Bullismo giovanile, perchè il cinema può fare la differenza

Il bullismo a scuola è un fenomeno diffuso: il cinema si afferma come strumento educativo per prevenire violenza ed esclusione tra i giovani.

Il bullismo rappresenta oggi una delle principali criticità nei contesti scolastici. Non si manifesta solo con atti evidenti, ma spesso si nasconde in dinamiche sottili: uno sguardo esclusivo, una parola di troppo, un silenzio che pesa.

Proprio per questo è nato Fuori Campo, un progetto che utilizza il cinema come strumento educativo per entrare in contatto con i ragazzi in modo diretto e consapevole.

Il linguaggio cinematografico, infatti ha la capacità di parlare alle emozioni prima ancora che alla razionalità. Le storie raccontate sullo schermo permettono agli studenti di immedesimarsi di riconoscere situazioni vissute e di osservare da una prospettiva nuova ciò che accade ogni giorno nei contesti scolastici e nei gruppi di pari.

Dalla visione alla consapevolezza

Il progetto coinvolge oltre 1200 studenti tra Napoli, Caserta, Avellino e Benevento, proponendo un percorso che unisce visione e riflessione allo scopo di arginare il bullismo.
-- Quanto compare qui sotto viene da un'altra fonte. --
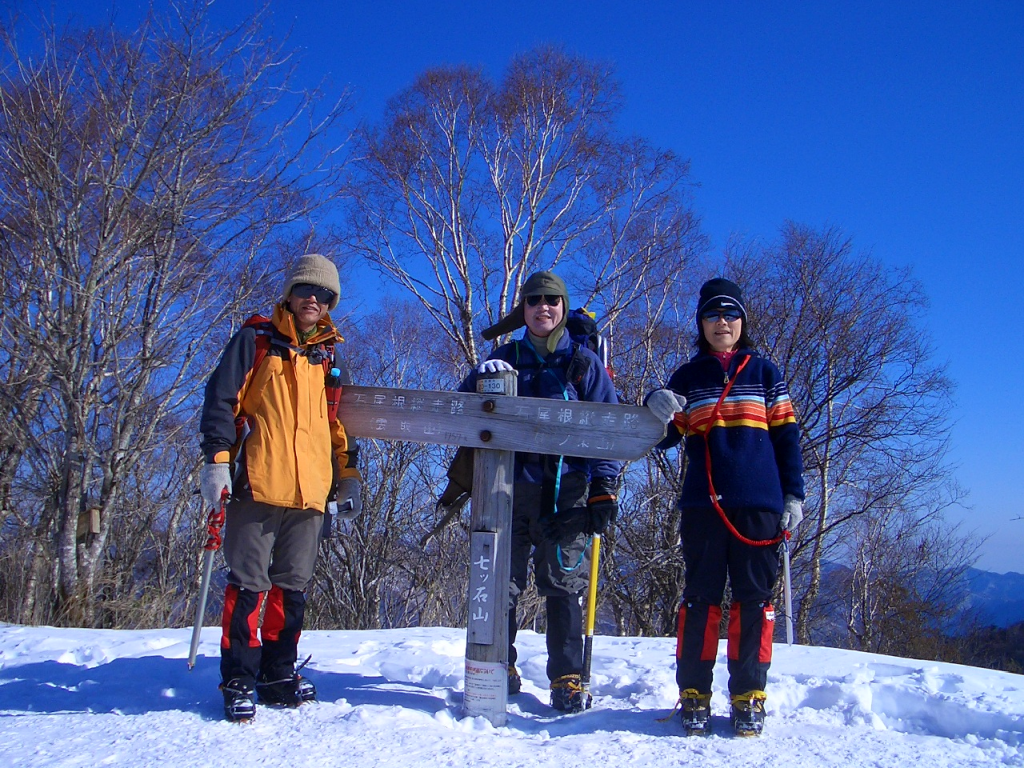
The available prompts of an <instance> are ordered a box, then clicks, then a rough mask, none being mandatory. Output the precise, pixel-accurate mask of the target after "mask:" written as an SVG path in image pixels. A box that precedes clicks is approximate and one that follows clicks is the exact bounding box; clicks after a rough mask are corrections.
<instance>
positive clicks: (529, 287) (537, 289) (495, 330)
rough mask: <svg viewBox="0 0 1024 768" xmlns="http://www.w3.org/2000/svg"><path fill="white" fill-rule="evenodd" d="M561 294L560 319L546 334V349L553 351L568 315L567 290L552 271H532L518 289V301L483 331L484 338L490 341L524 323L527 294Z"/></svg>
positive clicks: (564, 325)
mask: <svg viewBox="0 0 1024 768" xmlns="http://www.w3.org/2000/svg"><path fill="white" fill-rule="evenodd" d="M545 295H546V296H561V297H562V321H561V323H559V324H558V326H557V327H556V328H555V329H554V330H553V331H552V332H551V333H550V334H549V335H548V351H549V352H553V351H555V346H557V344H558V340H559V339H560V338H561V336H562V332H563V331H564V330H565V323H566V322H567V321H568V317H569V292H568V289H566V288H565V282H564V281H563V280H562V279H561V278H559V276H558V275H557V274H555V273H554V272H534V273H532V274H531V275H529V276H528V278H527V279H526V282H525V283H523V285H522V291H520V296H521V297H522V298H521V299H520V300H519V303H518V304H516V305H515V306H514V307H513V308H512V311H511V312H509V313H508V314H506V315H505V316H504V317H502V318H501V319H500V321H498V323H496V324H495V325H493V326H492V327H490V328H488V329H486V330H484V331H483V333H482V334H481V335H482V336H483V338H484V339H486V340H487V341H490V340H492V339H497V338H498V337H499V336H503V335H504V334H510V333H512V332H513V331H515V330H516V329H519V328H522V327H523V326H525V325H526V314H525V308H524V307H525V303H526V297H527V296H545Z"/></svg>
Non si tratta solo di guardare film, ma di fermarsi e comprenderli.

Dopo ogni proiezione, infatti i ragazzi partecipano a momenti di confronto guidato, in cui si affrontano temi come l’empatia, l’isolamento e l’accettazione delle differenze. In questi spazi, spesso emergono esperienze personali, dubbi e paure che difficilmente troverebbero voce in un contesto tradizionale.

Il cinema diventa così uno specchio, capace di riflettere non solo le storie degli altri, ma anche quelle di chi guarda. E fa parlare di sé, come dimostra il recente successo di un film sul tema come Il ragazzo dai pantaloni rosa.
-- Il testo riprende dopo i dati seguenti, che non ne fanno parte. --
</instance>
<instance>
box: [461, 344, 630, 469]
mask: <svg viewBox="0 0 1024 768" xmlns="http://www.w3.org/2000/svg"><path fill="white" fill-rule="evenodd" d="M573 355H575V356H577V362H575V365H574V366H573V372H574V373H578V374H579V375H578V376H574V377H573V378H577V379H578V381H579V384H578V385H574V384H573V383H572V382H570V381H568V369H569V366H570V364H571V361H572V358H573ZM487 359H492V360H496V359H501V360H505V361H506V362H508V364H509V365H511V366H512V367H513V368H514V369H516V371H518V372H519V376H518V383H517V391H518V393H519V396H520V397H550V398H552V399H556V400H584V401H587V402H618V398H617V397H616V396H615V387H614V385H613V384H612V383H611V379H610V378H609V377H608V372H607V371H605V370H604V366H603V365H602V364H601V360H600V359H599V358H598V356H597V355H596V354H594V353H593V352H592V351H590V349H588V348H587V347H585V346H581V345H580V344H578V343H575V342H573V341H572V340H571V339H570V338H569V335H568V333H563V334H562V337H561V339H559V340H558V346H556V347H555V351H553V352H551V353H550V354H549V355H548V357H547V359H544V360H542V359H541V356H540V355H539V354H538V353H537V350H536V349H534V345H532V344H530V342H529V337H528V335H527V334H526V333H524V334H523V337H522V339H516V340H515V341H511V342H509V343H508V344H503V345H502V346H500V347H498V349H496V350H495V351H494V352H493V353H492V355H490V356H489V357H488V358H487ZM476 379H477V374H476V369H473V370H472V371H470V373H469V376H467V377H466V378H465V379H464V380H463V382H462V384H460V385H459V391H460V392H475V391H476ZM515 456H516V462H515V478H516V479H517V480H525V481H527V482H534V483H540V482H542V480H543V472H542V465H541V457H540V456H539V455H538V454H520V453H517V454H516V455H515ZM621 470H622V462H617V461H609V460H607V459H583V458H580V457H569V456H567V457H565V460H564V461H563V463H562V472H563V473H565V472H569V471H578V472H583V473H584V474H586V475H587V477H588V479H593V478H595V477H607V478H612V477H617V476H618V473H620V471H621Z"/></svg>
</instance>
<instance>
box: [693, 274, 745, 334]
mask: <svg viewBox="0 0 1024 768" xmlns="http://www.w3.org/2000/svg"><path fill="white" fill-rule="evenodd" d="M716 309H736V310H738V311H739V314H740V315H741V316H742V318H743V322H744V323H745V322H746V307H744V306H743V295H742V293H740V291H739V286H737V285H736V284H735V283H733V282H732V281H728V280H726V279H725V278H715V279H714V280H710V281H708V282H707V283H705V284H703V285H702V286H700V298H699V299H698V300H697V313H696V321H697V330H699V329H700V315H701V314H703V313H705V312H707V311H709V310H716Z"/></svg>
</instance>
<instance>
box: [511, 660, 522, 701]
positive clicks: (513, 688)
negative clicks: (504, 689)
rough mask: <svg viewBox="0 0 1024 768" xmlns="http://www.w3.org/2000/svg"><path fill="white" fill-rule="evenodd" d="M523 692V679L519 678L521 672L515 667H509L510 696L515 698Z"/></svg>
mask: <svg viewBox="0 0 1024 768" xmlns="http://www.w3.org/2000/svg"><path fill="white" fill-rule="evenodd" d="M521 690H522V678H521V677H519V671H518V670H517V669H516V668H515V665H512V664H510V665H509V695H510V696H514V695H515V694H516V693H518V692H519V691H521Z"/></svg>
Raccontare per comprendere: il ruolo attivo degli studenti

Uno degli aspetti più innovativi del progetto è il coinvolgimento diretto degli studenti nei laboratori di scrittura e produzione audiovisiva. I ragazzi non sono più solo spettatori, ma diventano autori.

Scrivere una storia, costruire un personaggio o immaginare una scena significa elaborare emozioni, dare forma a esperienze e sviluppare uno sguardo critico è in questo passaggio che avviene una vera trasformazione: la presa di coscienza.
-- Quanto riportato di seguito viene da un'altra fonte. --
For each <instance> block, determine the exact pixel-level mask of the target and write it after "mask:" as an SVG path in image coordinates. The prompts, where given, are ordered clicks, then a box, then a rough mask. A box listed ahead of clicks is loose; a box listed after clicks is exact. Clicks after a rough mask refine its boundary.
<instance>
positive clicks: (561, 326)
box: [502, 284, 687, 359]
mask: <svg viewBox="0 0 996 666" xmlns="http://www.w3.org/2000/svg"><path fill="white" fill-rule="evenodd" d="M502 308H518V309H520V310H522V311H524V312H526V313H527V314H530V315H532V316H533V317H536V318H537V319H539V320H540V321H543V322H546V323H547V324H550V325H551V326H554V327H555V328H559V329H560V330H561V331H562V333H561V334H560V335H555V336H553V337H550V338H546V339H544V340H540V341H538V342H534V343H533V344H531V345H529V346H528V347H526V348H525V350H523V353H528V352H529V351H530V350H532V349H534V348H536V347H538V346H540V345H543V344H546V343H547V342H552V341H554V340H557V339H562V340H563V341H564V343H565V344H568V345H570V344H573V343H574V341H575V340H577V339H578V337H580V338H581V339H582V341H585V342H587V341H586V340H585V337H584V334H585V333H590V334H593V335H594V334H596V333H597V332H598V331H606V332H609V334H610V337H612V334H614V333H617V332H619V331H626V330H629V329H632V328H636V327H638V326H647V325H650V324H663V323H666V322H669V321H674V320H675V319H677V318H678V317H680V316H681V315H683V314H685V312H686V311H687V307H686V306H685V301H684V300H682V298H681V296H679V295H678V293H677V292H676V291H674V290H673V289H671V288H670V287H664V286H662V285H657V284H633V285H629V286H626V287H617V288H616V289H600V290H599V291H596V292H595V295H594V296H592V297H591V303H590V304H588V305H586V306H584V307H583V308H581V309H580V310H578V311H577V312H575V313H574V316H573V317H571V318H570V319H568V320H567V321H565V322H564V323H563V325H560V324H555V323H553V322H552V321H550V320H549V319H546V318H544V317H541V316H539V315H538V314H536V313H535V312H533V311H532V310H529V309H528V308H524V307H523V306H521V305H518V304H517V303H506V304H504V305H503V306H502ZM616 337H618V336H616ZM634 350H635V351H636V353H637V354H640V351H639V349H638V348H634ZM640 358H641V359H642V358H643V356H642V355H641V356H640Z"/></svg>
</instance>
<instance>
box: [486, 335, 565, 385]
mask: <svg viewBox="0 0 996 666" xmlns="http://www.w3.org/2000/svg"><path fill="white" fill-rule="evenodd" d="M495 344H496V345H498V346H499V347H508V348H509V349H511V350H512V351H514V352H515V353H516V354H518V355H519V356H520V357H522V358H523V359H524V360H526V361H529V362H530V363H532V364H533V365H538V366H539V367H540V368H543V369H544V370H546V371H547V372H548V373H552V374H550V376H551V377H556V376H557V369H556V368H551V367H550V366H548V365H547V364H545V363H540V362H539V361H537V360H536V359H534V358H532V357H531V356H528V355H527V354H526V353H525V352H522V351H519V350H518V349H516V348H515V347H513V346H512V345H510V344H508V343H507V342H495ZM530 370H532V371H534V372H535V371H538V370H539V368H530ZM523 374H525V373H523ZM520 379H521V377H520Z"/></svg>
Raccontare diventa, quindi uno strumento potente di prevenzione.

Il ruolo della scuola e degli insegnanti

All’ interno del progetto, anche gli insegnanti assumono un ruolo centrale. Vengono coinvolti in percorsi formativi pensati per integrare il linguaggio audiovisivo nella didattica quotidiana.

L’obiettivo è fornire strumenti concreti per riconoscere segnali di disagio, favorire il dialogo e creare un ambiente scolastico più inclusivo. La scuola diventa così non solo luogo di apprendimento, ma spazio di ascolto e crescita emotiva.

Una rete per prevenire, non solo intervenire

Fuori Campo si sviluppa grazie alla collaborazione tra associazioni culturali, istituzioni e realtà sociali del territorio, creando ampia e condivisa, il progetto si inserisce in un approccio preventivo: il bullismo non viene affrontato solo come emergenza, ma come fenomeno da comprendere e contrastare attraverso l’educazione alle relazioni.